環境省は、青色発光ダイオード(LED)に代表されるノーベル賞受賞技術である窒化ガリウム(GaN)を用いたパワーエレクトロニクスで駆動する、世界初の超省エネ電気自動車のコンセプトカー「All GaN Vehicle(AGV)」を、東京モーターショー(10月24日~11月4日)で初公開しました。
BASFのコーティングスカラーデザインチームとR-M補修塗料チームは、このプロジェクトに参加し、艶消しの「天野ブルー」を名古屋大学の研究チームとともに開発しました。この色は、GaNを活用した電気自動車のユニークな技術を表現し、LEDでノーベル物理学賞を受賞された天野 浩教授にちなんで名付けられました。
次世代パワー半導体材料として期待されているGaN技術を電気自動車の各機器に応用したこの次世代モビリティは、天野教授指導の下、多くの研究機関と企業のオープンイノベーション体制で開発が行われました。このコンセプトカーは、快適なキャビン空間を実現する電磁ノイズを低減、車のデザイン自由度を飛躍的に向上させる、電池パック数の削減や電気系統の小型化を可能にするとともに、20%のCO2排出量削減を目指しており、乗客、車の作り手、地球にやさしい車として注目を集めています。
皆さんは、この画期的な新しい電気自動車にどんな色を期待しますか?名古屋大学の研究チームは、この次世代モビリティにさらなるインパクトを与える自動車塗料を探していました。AGVは、LED のベースとなった技術を用いた自動車のため、これまでにない青色での表現ができないかと考えていました。そこで、BASFの塗料チームに白羽の矢が立ち、これまで培ってきた技術と豊富なカラーデータを活かして、LEDの青色をイメージした新色を開発しました。
これまでにない青ということで、チームは、その珍しいカラーを際立たせるべく、R-Mの業界を牽引する艶消しクリヤーコートシステムの高質感な効果を活用しました。高い正確度と再現性を実現し、近未来の自動車にふさわしい革新的な高質感を達成することができたのです。BASFコーティングス事業部カラーデザインセンター アジア・パシフィックチーフデザイナーの松原千春は、次のように述べています。「艶消し色は、視覚と触覚から色を感じてもらえる自動車では新しい質感ですが、光沢意匠に比べ、平たんに見えてしまう欠点もあります。今回は、ノーベル賞を受賞した青色LED技術を連想させる未来感と先進性、かつ斬新なコンセプトモデルを最も魅力的な立体感で見せられる艶消しブルーを目指しました。BASFの自動車補修用塗料部の豊富な知見と、BASFのプレミアム補修塗料ブランドであるR-M塗料の高度な品質により実現しました。」
R-Mの艶消しクリヤーコートシステムが提供する正確なマッチング技術によって、希望する艶消しの度合で、コストのかさむ再加工なしに完璧な艶消し感を実現することができます。

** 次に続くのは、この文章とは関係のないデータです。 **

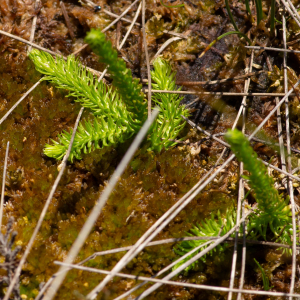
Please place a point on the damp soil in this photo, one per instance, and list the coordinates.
(153, 182)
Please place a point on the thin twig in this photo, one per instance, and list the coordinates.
(33, 27)
(293, 15)
(196, 257)
(19, 101)
(79, 242)
(67, 19)
(229, 80)
(131, 26)
(161, 223)
(228, 146)
(147, 57)
(218, 93)
(241, 185)
(289, 163)
(272, 49)
(183, 284)
(3, 184)
(164, 46)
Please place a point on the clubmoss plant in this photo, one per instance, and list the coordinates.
(273, 214)
(169, 121)
(273, 211)
(118, 114)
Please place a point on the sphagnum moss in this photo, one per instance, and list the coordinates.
(272, 213)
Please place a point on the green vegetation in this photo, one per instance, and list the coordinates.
(273, 213)
(117, 114)
(264, 277)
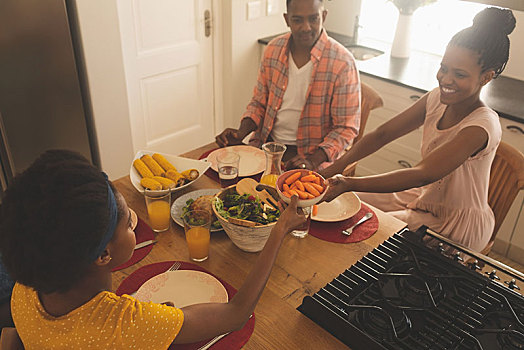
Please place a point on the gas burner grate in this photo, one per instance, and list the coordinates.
(404, 295)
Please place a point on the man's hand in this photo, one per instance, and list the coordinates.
(336, 186)
(290, 219)
(229, 137)
(297, 162)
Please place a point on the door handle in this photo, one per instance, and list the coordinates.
(207, 23)
(404, 163)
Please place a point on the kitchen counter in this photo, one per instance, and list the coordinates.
(418, 72)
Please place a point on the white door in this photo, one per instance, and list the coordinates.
(169, 72)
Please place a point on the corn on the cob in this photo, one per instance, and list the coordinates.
(190, 174)
(165, 182)
(142, 168)
(176, 177)
(150, 183)
(152, 165)
(164, 163)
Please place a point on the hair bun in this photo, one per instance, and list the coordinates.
(495, 18)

開発責任者の名古屋大学 塩崎特任教授は「今回、東京モーターショーでのお披露目とあり、画期的な自動車を、さらに際立たせる車体の色が必要でした。今回実現した艶消しの青色「天野ブルー」に、多くの来場者がひきつけられ、より多くの方に見ていただく一因となったと思います。BASFの確かな塗装技術により、実現することができました」と話しています。
東京モーターショーは、前回を超える130万人の来場者を達成。多くの展示の中でも、天野ブルーのAGVがひときわ目を引く展示となっていました。